Hingga kini belum jelas apa alasan pemerintah memasukkan revisi Pasal 11 dan Pasal 18 Undang-Undang Nomor 40 Tahun 1999 tentang Pers dalam Rancangan Undang-Undang Cipta Kerja yang bertujuan untuk akselerasi ekonomi ini. Ketua Tim Satuan Tugas Omnibus Law Cipta Kerja Rosan Perkasa Roeslani saat berkunjungan ke kantor redaksi harian Kompas, Kamis (20/2/2020), mengatakan, rencana revisi kedua pasal UU Pers atau Omnibus Law UU Pers ini tidak pernah dikomunikasikan ke tim satgas.
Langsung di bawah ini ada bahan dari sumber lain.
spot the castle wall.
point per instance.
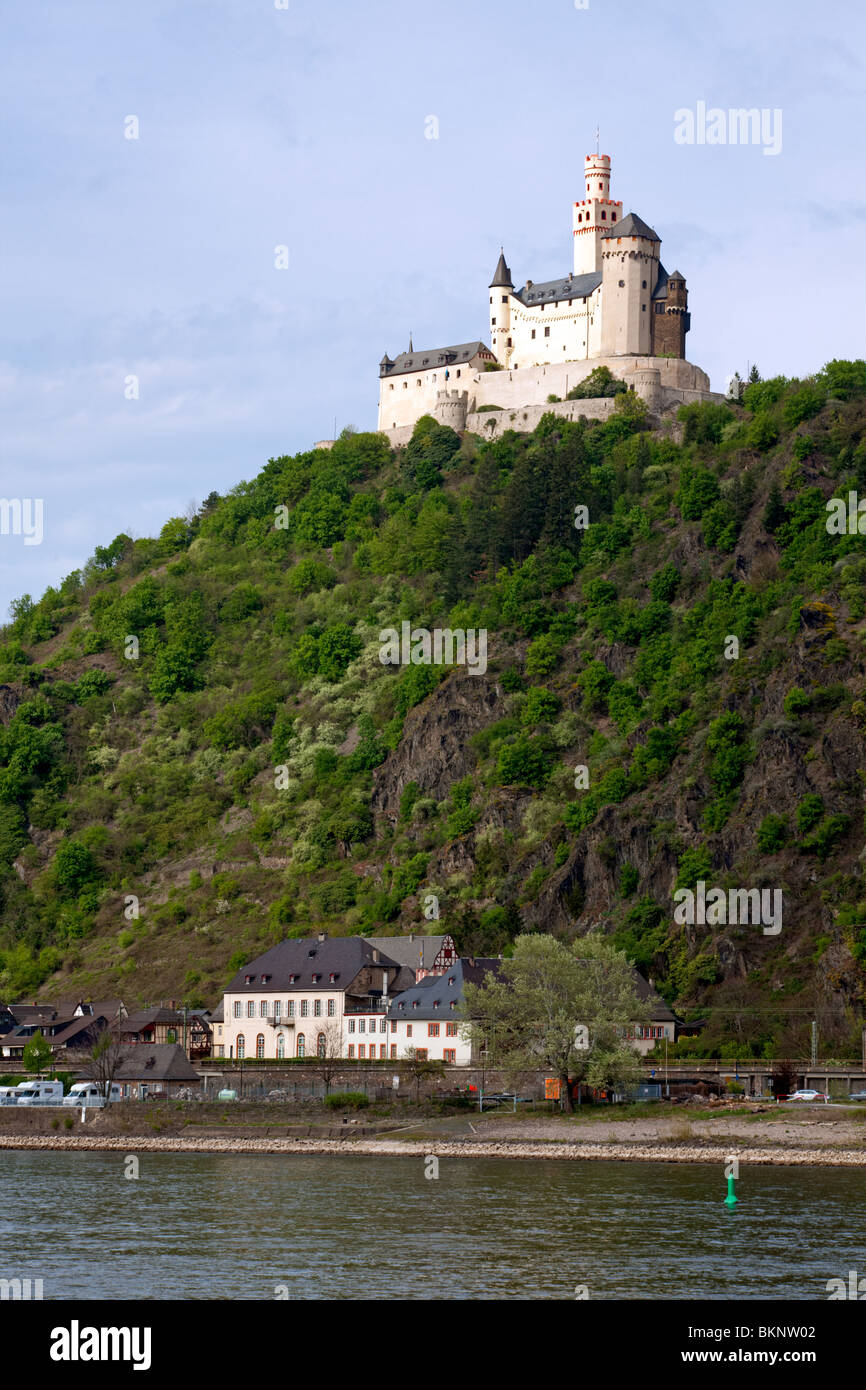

Rosan mengatakan, yang lebih tahu mengenai hal itu adalah kementerian terkait, yaitu Kementerian Komunikasi dan Informatika (Kominfo). Ketika ditanya, Sekretaris Jenderal Kominfo Rosarita Niken Widiastuti hanya mengatakan bahwa revisi dua pasal UU Pers tersebut terkait dengan investasi. Untuk penjelasan lebih lanjut, Kompas diminta ke Kementerian Koordinator bidang Perekonomian. Hingga berita ini diturunkan, Kompas belum berhasil mendapatkan informasi dari Kemenko Perekonomian tentang Omnibus Law UU Pers ini.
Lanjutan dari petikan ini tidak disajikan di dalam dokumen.